Sanca menggeleng, "Belum saatnya tuan, hamba hanya boleh memberitahu tuan tentang hal ini jika kekuatan tuan telah melebihi almarhum Prabu Wiryo."
"Apa? Melebihi?" Darma terdiam, ia tahu betapa kuat ayahnya, ia mungkin cukup berbakat dalam ilmu kanuragan secara ia telah berlatih dari usia kurang dari empat tahun, namun untuk menyamai tingkat ayahnya ia merasa sangat-sangat jauh, jangan mengatakan untuk melebihi, dari dulu ia selalu merasa itu hal yang mustahil. "Bagaimana kalau aku tidak bisa?"

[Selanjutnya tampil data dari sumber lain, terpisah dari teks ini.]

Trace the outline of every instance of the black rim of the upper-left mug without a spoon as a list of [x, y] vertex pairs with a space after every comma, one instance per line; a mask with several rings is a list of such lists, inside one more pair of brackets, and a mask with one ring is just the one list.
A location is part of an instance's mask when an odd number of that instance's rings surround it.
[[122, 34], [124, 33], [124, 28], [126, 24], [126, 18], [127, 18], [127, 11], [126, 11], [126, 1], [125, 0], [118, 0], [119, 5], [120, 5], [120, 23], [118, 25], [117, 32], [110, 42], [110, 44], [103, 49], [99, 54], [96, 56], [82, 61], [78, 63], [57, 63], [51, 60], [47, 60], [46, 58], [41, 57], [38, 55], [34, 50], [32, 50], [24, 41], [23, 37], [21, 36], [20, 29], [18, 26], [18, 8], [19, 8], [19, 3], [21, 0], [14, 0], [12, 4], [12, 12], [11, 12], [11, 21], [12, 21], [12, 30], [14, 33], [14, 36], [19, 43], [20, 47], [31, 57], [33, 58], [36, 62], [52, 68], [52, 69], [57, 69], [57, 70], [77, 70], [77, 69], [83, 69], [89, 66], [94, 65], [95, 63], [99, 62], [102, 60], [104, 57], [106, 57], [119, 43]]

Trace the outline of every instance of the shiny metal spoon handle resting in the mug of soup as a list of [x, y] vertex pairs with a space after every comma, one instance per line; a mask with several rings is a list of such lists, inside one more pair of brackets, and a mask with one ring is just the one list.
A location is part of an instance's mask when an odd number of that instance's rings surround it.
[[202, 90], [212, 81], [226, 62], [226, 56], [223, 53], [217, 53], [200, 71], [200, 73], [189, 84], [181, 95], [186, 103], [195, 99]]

"Maka tuan bisa melupakan soal apapun yang terjadi dibelakang dan hidup dalam damai." Menggeleng lagi pria tua itu lantas berbalik, "Jangan terlalu lama bersedih, kita harus bergegas pergi, hamba akan menunggu diluar."
Beberapa lama kemudian Darma keluar dari gua, wajahnya masih terlihat sangat buruk, sejenak ia merasa sangat putus asa, namun kata-kata ayahnya selalu terngiang-ngiang, ia adalah pangeran bagaimanapun juga, ia harapan untuk kerajaannya untuk bangkit dari kehancuran. Sebenarnya untuk anak usianya pemikiran sang pangeran sudah cukup matang, ia dari kecil sudah terkenal dengan kecerdasan dan pengamatannya yang baik, ia mampu menilai dan berpikir dengan sangat tenang. Jika hal buruk ini tidak terjadi mungkin ia akan hidup tenang dan menjadi raja yang cerdas dan bijaksana.
"Aku sudah siap untuk pergi paman."
Sanca mengangguk, "Naiklah kepunggungku, akan lebih cepat jika hamba yang membawa tuan, mungkin saja kita akan sampai lebih dulu dari kelompok Ratu."
Tanpa berpikir panjang Darma naik ke punggung sang pria tua, mereka lalu melesat dengan kecepatan tinggi menembus pepohonan lebat di depannya.